Das Ziel der ersten Innovationsphase ist das Unternehmen auf die Zukunft vorzubereiten. Das kann zum Beispiel bedeuten…
- Mit einer neuen Lösung schneller am Markt zu sein, als der Wettbewerb
- Bei neuen Technologien den Anschluss nicht zu verpassen
- Auf Änderungen in der Rechtslage oder im Marktumfeld vorbereitet zu sein
- Neue oder veränderte Kundenbedürfnisse bedienen zu können
Je schneller die Dynamik eines Marktes, desto mehr sind Faktoren wie diese für den Unternehmenserfolg entscheidend. Als Vorsorgemaßnahme betrachtet, reduziert die erste Innovationsphase das Risiko, ins Hintertreffen zu geraten. Als Proaktivmaßnahme schafft sie die Voraussetzung für zukünftige Wettbewerbsvorteile.

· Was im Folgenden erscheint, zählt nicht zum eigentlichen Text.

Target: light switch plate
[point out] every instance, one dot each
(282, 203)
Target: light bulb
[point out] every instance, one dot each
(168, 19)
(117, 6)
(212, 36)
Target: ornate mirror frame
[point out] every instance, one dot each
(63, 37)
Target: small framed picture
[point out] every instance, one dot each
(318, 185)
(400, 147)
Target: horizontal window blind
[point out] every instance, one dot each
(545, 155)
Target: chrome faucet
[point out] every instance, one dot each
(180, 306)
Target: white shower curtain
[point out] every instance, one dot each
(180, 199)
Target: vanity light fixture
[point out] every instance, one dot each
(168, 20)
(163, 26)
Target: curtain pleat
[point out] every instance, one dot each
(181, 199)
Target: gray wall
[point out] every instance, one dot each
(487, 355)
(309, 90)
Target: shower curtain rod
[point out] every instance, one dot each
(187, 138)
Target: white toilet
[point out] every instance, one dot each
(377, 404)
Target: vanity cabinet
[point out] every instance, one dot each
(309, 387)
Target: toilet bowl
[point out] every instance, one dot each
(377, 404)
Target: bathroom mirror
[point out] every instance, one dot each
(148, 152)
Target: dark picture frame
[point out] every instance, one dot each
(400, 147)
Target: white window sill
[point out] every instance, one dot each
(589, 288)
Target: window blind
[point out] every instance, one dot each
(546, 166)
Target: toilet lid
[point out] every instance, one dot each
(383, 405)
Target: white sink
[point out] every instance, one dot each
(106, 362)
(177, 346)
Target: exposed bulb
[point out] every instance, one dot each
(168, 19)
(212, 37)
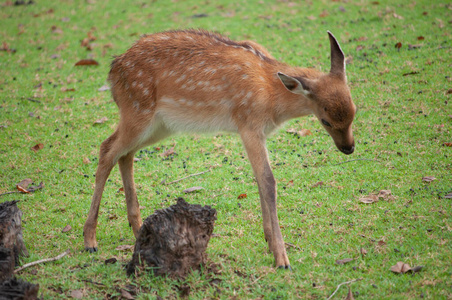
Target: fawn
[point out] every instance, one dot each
(198, 81)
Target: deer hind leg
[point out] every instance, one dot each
(257, 154)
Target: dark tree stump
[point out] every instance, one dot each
(18, 289)
(11, 240)
(173, 240)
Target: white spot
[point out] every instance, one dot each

The ‚Fuzzy‘ Front End of Innovation
Diese erste Innovationsphase wird gelegentlich auch als Fuzzy Front End of Innovation bezeichnet. ‚Fuzzy‘ bedeutet unscharf oder undeutlich. Der Name bringt zum Ausdruck, dass es in dieser Phase viele Ungewissheiten gibt:
- Viele Zukunftsfaktoren sind unbekannt.
- Man weiß oft nicht, was man sucht.
- Der Zufall spielt eine große Rolle.
- Planung und Erfolgsmessung sind schwierig.
- Man kann nicht vorhersagen, wie das Ergebnis aussehen wird.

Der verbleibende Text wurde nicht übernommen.